As contract negotiations for flight attendants at United Airlines continue between management and union, a protest has been planned for next week along with a not-so-subtle threat. Meanwhile, United CEO Scott Kirby says negotiations for a new contract are “coming along.”
Pay Us Or Chaos: United Airlines Flight Attendants Plan Day Of Action On December 14th
Last Thursday in Houston I asked United CEO Scott Kirby about contract negotiations with flight attendants and he told me:
“They’re coming along. The truth is the flight attendant negotiations did not really start until after the pilots got their deal done. And these things are big and complicated, especially the work rules, so everyone is working well together. I wish they’d get done overnight, but they never do.”
Hours later, flight attendants wearing red shirts decrying new aircraft before new contracts silently picketed the arrival of United’s inaugural A321neo flight in Chicago O’Hare.
I approached one to better understand his perspective but was told that he was “not permitted” to talk to anyone about contract negotiations.
The two sides continue to meet and the picketing is typically done on a volunteer basis by off-duty flight attendants to raise public awareness over the negotiations.
Meanwhile, the AFA has pinned a rather ominous threat at the top of its X feed:
— AFA United MEC (@AFAUnitedMEC) October 26, 2023
It has also announced that it will hold a “Day of Action” on December 14, 2023, wryly asking if United management wants to be on Santa’s good or naughty list:
We’re hitting the picket line with our holiday spirit: unity and solidarity. We are strengthening our power and demonstrating our unwavering commitment to push for a contract that respects our work and contributions to this world-class airline.

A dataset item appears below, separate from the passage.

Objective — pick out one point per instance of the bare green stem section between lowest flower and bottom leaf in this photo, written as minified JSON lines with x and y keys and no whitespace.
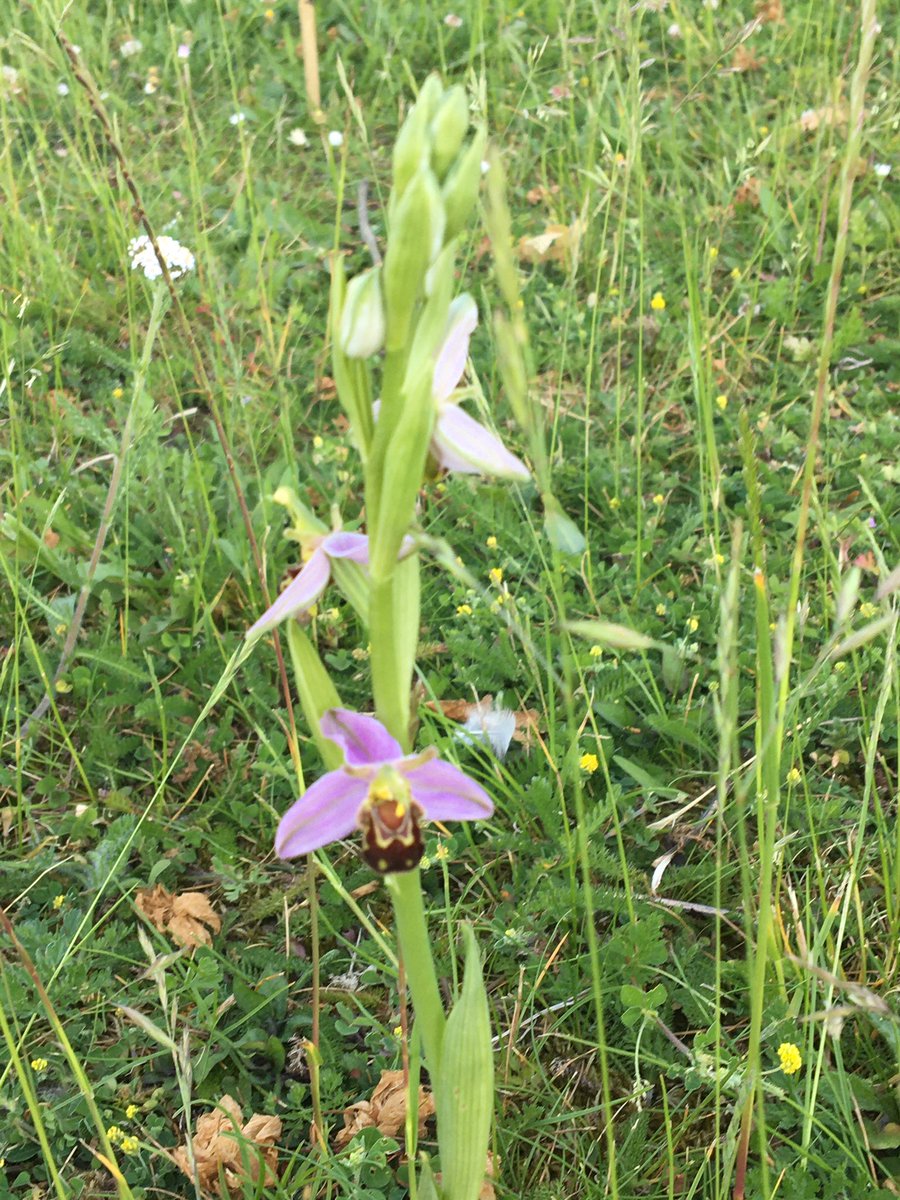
{"x":416,"y":947}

We are the face of United. We are aviation’s first responders, delivering safety and service on every flight to United passengers. As the flying public begins their holiday travels, we will ensure United passengers hear our voices loud and clear. We stand with our Union and our Negotiating Committee for a Contract that we can ratify within the coming months, not years.
United management, which side of Santa’s list do you want to be on?
But if Kirby is correct that negotiations are just beginning, I expect that such talks will continue for many months into 2024 before a deal is reached. A deal will be reached, but as long as it does not have retroactive pay there is no incentive for United management to quickly agree on anything.
Next week you can keep an eye out for off-duty United flight attendants taking part in a day of action to raise public awareness on contract negotiations. While the “pay us or chaos” threat is rather ominous, federal rules governing industrial action will limit the practical extent of such chaos unless the two sides remain in a prolonged stalemate to the point that they are no longer talking.